Estimated Staker APY
The following table estimates staker APY based on daily exchange volume, assuming 50% of total GX supply is staked and an average fee rate of 4.5 bps:
| Daily Volume | Annual Staker Pool (40%) | APY (50% staked at $0.08/GX) |
|---|---|---|
| $100M | $6.6M | 16.5% |
| $500M | $32.9M | 82.3% |
| $1B | $65.7M | 164.3% |
| $5B | $328.5M | 821.3% |
APY varies based on total staked supply and exchange volume. Real yield is paid in USDC — not inflationary token emissions.

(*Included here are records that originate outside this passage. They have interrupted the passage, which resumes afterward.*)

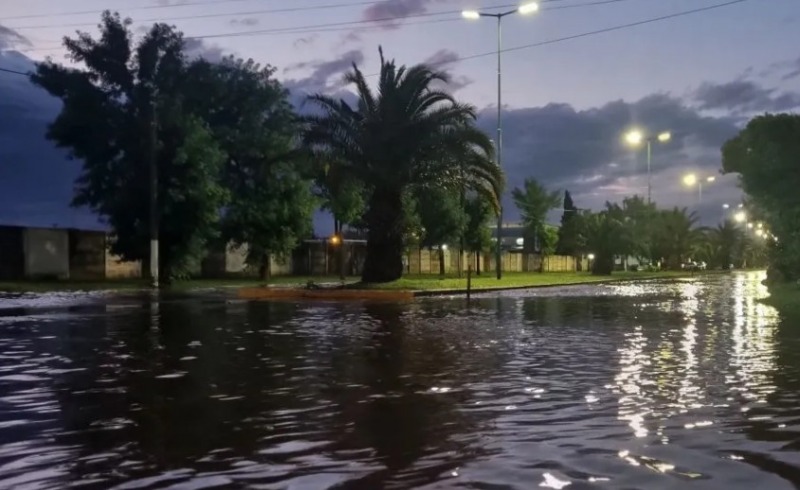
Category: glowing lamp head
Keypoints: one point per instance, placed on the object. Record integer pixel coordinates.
(634, 137)
(528, 8)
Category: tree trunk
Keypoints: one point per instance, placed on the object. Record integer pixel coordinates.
(384, 260)
(266, 266)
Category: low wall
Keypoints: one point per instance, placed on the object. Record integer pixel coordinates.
(46, 253)
(87, 254)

In addition to USDC yield, stakers benefit from the 20% buy & burn mechanism which permanently reduces GX supply, increasing the value of remaining tokens over time.
GX Staking Discount Tiers
Users who stake GX tokens receive a percentage discount on all positive trading fees. The discount applies multiplicatively on top of the volume tier rate:
| Tier | GX Required | Discount |
|---|---|---|
| None | 0 | 0% |
| Bronze | 100 | 3% |
| Silver | 1,000 | 5% |
| Gold | 5,000 | 10% |
| Platinum | 25,000 | 20% |
| Diamond | 100,000 | 30% |
| Elite | 500,000 | 40% |
Fee discount tiers are evaluated in real time based on your current staked balance.
Cooldown Period
When you unstake GX, a 7-day cooldown period begins:
| Phase | Duration | Rewards | Transferable |
|---|---|---|---|
| Staked | Indefinite | Yes | No |
| Cooldown | 7 days | No | No |
| Available | After cooldown | No | Yes |
During the cooldown period, tokens do not earn staking rewards and cannot be transferred or traded. After the cooldown completes, tokens are freely available for transfer, bridging, or re-staking.

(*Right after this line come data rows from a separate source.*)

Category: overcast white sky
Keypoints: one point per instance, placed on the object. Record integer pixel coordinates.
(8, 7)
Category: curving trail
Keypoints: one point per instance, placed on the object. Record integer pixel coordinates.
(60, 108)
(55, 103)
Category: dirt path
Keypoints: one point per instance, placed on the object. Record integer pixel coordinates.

The cooldown period serves two purposes:
- Network stability — Prevents sudden mass unstaking that could destabilize fee projections
- Governance integrity — Prevents stake manipulation around governance votes
Governance Rights
Staked GX grants governance voting power on protocol decisions:
| Governance Parameter | Value |
|---|---|
| Voting power | 1 staked GX = 1 vote |
| Proposal submission | Requires 10,000+ veGX |
| Voting period | 5 days |
| Quorum | 1% of veGX supply |
| Pass threshold | >50% of votes (excluding Abstain) |
| Execution delay | 24-hour timelock after passing |
Governable parameters include market listings, fee adjustments, treasury spending, and protocol upgrades.

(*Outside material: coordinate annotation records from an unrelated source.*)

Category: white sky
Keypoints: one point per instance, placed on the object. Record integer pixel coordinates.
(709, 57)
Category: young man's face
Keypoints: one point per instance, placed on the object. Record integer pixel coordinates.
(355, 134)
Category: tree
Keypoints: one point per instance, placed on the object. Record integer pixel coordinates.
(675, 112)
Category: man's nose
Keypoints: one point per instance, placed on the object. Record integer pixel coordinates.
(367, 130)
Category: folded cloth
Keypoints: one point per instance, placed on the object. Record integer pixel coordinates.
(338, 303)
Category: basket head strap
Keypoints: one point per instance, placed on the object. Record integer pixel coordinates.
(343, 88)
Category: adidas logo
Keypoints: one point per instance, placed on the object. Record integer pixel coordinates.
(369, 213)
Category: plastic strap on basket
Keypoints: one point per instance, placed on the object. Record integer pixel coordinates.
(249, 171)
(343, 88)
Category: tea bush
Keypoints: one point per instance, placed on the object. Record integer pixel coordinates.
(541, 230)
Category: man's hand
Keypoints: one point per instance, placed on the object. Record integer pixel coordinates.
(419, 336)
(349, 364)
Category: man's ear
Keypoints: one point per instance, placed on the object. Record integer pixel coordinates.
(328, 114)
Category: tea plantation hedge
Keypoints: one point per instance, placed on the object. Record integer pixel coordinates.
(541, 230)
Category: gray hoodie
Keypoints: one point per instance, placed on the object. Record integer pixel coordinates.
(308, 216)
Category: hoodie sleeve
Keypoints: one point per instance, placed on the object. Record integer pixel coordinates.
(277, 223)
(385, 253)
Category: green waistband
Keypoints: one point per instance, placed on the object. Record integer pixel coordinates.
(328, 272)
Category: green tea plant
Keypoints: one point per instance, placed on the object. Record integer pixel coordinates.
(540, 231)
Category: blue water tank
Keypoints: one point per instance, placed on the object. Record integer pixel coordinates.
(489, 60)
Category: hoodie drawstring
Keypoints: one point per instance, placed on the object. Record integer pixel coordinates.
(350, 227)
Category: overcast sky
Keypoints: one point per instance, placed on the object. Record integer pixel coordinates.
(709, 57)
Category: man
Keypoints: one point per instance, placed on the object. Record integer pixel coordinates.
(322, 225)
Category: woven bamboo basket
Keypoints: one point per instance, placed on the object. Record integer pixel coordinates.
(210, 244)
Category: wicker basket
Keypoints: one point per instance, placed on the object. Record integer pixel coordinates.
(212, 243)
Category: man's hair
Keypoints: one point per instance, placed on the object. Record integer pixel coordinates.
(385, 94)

Staking vs. Validator Staking
GX uses a separation of concerns between token staking and validator operation:
| Aspect | GX Staking | Validator Operation |
|---|---|---|
| Purpose | Fee sharing, governance, fee discounts | Block production, consensus participation |
| Requirement | Hold and stake GX tokens | Run validator node hardware |
| Minimum | No minimum | 100,000-500,000 GX (phase-dependent) |
| Slashing | None — staked tokens are not at risk | Yes — downtime and double-signing penalties |
| Delegation | Not applicable (protocol-wide pool) | Planned for Phase 3+ |
| Rewards | 40% of trading fees in USDC (pro-rata) | Block rewards |
This design separates the economic participation layer (staking) from the infrastructure layer (validation), allowing passive token holders to earn without running infrastructure.